Nazlı Hanım rapordan şu bölümü aktarmıştı (Yeni Şafak, 7 Eylül
2001): "Doğan AŞ % 83.12 payla (3.805.000 lot) Milliyet
gazeteciliğin en büyük ortağıdır. Dolayısıyla, hisse senedinin
fiyatındaki her bin liralık artış, Doğan AŞ'nin hisse senetlerinin
değerini 3.8 trilyon lira arttırmaktadır. Nitekim, Doğan AŞ,
portföyündeki bu hisse senetlerinin 396 bin lotunu, (Şirket
sermayesinin % 8.66'sını) 12.2.1998 tarihinde, 13 bin 750 lira
fiyatla Born Investment Inc unvanlı yabancı bir off-shore
kuruluşuna satarak dolaşıma sürmüştür. Böylece dolaşımda bulunan
705 bin 810 lot hisse senedi miktarı, % 56 artarak 1 milyon 101 bin
850 lota çıkmıştır.
"Doğan AŞ ayrıca, ES Menkul Değerler AŞ nezdindeki 2548 numaralı
hesabından da, 20, 24, 25 ve 26 Kasım 1997 tarihlerinde 29 bin 259
lotluk satış yapmıştır. Bu işlemler sonunda, Doğan AŞ, olağandışı
fiyat artışından çok büyük bir yarar sağlamış olmaktadır. Kasım
başında ancak iki binli fiyatlardan satılabileceği portföyündeki
Milliyet AŞ hisse senetlerini, yükseliş sayesinde iki ay sonra 5
katı bir fiyatla elden çıkarabilmiştir. Keza, zaten dolaşımda
bulunan 29 bin 259 lotu, 17 Kasım Pazartesi günü başlayan
astronomik fiyat artışından yararlanmak için, 20/11/1997'de satmaya
başlamış ve bu satış 26/11/1997'de son bulmuştur. Bu durum, Doğan
AŞ'yi fiyat yükselişinin muhtemel müsebbibleri arasında ilk sıraya
koymak için yeterlidir."
Bu tespite rağmen, raporda, Nazlı Ilıcak'ı çok şaşırtan bir tespit
vardı: "Bilirkişiler, Milliyet hisselerinin borsada yükselişinden
dolayı Aydın Doğan'ı sorumlu bulmuyorlar. Çünkü Milliyet
hisselerini sürekli satın alıp tavan yaptıran kişi Ali Balkaner.

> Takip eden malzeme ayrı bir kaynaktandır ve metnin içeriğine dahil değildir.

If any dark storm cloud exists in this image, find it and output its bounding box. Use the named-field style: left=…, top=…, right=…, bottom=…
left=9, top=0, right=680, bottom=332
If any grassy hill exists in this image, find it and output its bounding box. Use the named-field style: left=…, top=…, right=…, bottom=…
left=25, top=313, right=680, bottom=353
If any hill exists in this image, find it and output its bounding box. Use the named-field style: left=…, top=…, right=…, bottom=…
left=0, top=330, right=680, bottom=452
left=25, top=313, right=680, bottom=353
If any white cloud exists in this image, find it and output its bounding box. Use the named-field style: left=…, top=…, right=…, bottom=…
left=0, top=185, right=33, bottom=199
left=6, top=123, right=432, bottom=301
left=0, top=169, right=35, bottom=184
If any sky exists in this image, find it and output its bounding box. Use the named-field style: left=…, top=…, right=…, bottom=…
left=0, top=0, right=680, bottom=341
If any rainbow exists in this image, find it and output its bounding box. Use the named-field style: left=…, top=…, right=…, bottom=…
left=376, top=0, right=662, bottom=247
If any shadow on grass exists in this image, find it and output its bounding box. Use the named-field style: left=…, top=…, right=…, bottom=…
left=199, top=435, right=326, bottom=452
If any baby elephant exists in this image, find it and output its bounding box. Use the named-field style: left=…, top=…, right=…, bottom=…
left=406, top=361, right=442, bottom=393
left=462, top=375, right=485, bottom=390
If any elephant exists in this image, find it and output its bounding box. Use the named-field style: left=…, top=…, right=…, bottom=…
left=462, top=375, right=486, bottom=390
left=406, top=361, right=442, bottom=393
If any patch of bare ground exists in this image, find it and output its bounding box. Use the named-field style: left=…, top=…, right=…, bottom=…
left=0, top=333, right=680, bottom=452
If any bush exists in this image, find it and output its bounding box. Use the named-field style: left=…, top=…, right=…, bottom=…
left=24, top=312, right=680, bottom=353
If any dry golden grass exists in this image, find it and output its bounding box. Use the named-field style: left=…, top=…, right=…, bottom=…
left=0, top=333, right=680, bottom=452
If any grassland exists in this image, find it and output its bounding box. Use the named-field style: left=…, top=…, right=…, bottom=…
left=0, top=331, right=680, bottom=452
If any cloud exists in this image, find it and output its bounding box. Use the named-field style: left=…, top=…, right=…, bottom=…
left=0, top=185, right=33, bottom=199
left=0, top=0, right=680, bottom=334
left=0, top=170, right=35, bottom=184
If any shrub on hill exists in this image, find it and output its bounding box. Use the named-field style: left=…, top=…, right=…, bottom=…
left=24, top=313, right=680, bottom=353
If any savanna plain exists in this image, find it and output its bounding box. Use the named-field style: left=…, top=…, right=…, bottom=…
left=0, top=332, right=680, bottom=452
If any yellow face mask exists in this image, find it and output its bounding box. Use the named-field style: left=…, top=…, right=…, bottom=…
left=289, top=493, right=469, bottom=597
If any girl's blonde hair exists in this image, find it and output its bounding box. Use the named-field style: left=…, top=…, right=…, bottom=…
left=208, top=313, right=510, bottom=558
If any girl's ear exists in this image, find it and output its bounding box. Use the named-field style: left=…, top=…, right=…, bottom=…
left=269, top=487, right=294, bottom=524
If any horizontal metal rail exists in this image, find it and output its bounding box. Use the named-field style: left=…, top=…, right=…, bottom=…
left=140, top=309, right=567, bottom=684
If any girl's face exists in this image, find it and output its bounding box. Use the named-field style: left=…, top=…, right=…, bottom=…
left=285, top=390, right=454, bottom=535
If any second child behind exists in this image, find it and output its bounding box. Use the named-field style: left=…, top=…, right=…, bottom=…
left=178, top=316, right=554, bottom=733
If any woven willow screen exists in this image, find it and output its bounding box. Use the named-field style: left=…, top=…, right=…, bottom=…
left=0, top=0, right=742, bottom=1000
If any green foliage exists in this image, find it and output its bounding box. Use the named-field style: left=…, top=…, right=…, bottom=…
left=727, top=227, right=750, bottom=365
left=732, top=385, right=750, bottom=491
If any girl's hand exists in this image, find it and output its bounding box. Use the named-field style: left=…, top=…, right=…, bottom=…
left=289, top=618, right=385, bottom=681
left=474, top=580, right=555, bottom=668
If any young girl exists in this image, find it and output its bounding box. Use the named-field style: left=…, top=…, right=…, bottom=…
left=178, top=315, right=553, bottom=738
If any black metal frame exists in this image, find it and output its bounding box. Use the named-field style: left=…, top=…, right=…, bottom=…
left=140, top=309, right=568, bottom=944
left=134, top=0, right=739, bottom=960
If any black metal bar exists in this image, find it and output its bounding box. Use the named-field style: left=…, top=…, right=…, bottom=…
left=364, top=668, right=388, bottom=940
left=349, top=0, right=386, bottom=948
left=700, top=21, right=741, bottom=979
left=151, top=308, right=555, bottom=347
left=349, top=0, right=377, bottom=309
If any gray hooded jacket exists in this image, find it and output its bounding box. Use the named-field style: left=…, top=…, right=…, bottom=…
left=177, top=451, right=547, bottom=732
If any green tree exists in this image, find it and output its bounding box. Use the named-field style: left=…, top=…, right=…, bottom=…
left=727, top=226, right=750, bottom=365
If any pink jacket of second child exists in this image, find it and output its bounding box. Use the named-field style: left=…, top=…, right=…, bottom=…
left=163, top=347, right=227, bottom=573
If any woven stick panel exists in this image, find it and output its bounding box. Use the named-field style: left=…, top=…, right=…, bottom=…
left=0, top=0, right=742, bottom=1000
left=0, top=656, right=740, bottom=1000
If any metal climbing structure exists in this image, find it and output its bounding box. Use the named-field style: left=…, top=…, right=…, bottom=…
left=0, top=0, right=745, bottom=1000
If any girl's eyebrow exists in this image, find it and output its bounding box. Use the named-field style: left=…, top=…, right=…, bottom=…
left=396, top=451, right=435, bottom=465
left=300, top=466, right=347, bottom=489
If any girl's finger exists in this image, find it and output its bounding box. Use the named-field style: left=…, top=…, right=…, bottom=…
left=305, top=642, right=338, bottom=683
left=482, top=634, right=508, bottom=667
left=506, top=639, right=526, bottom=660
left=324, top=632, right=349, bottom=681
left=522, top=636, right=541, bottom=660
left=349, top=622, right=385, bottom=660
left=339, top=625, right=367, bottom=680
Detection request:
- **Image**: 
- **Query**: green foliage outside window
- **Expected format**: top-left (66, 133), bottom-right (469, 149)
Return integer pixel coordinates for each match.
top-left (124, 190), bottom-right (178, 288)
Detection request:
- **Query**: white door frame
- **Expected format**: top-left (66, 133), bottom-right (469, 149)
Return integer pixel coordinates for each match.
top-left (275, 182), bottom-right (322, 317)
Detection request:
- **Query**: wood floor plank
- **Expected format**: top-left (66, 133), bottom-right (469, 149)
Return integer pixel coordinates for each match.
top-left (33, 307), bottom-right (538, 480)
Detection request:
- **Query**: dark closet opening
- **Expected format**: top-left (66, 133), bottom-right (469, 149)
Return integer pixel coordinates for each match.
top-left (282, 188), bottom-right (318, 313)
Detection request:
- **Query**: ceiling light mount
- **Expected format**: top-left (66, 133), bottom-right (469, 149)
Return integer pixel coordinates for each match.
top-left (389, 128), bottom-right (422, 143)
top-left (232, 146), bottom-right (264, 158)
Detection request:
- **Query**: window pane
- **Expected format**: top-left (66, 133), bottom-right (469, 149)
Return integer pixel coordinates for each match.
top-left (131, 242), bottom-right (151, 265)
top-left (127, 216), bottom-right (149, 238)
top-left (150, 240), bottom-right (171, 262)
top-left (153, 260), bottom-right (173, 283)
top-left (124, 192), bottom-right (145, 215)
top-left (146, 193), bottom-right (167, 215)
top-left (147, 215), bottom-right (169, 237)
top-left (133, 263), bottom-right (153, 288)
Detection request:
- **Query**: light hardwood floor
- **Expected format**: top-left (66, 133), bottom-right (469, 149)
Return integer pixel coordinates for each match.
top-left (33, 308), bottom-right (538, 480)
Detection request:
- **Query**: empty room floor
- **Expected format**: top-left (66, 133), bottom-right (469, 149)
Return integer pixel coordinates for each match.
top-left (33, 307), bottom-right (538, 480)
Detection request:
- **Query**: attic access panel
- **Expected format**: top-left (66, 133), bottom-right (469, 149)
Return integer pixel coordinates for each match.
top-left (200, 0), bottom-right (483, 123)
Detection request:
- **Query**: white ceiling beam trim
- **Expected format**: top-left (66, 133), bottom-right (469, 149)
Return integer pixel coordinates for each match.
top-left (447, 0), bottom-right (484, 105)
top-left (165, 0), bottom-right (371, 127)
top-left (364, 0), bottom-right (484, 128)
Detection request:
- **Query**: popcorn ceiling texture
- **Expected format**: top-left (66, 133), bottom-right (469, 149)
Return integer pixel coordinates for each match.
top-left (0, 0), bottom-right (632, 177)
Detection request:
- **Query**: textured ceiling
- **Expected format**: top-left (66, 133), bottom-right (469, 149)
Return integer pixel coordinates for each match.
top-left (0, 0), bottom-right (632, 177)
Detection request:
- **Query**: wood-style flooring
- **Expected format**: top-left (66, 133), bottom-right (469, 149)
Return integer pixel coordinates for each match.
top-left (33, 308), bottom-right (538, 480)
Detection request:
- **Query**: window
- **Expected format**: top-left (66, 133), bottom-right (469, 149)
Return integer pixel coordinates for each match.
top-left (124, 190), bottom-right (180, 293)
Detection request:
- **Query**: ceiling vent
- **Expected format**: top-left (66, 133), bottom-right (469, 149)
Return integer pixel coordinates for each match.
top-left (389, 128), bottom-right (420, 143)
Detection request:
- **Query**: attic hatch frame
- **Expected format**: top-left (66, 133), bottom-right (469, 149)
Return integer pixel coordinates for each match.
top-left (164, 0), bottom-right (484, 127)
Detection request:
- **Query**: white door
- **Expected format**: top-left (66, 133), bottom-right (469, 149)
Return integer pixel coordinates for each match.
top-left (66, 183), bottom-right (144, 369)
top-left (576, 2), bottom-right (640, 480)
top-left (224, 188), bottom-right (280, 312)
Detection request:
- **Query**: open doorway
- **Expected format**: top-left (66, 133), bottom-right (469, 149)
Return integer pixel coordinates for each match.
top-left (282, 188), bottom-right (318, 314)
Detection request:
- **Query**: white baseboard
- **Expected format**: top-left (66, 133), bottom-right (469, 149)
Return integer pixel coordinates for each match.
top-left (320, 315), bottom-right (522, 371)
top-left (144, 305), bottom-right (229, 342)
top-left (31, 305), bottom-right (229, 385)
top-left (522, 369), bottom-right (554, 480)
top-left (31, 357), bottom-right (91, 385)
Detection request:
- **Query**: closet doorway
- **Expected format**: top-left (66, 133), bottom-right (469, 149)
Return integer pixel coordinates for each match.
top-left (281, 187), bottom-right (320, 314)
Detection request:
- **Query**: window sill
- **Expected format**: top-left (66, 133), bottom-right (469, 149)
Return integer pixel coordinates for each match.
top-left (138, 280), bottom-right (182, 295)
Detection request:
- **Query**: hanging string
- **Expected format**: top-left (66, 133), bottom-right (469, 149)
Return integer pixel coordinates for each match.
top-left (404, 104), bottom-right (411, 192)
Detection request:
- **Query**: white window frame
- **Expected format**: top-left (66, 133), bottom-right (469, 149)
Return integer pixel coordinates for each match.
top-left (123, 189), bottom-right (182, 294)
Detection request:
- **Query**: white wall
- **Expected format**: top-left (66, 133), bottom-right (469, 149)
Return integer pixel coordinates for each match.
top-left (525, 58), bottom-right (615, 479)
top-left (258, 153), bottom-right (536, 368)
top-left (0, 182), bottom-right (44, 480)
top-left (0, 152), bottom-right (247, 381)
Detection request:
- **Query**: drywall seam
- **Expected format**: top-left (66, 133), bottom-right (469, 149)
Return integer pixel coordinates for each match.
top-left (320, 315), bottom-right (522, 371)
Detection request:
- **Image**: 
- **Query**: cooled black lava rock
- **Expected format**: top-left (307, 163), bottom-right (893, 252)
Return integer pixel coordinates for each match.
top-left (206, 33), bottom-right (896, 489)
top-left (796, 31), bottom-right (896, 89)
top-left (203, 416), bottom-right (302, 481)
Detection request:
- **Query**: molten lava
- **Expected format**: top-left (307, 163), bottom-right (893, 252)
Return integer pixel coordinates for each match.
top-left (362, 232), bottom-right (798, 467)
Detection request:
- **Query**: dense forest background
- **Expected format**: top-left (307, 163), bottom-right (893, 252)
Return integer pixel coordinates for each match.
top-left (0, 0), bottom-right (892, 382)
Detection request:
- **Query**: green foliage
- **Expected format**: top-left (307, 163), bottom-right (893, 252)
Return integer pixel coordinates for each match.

Balkaner ile Aydın Doğan arasında bir irtibat kurulamıyor. Milliyet
hissesinin alıcıları Yurtbank ve bu banka ile bağlantılı
kişiler."
Ali Balkaner Hürriyet binasına girmek isterken yakalandığında Aydın
Doğan odasında mıydı acaba? Aklından neler geçiyordu?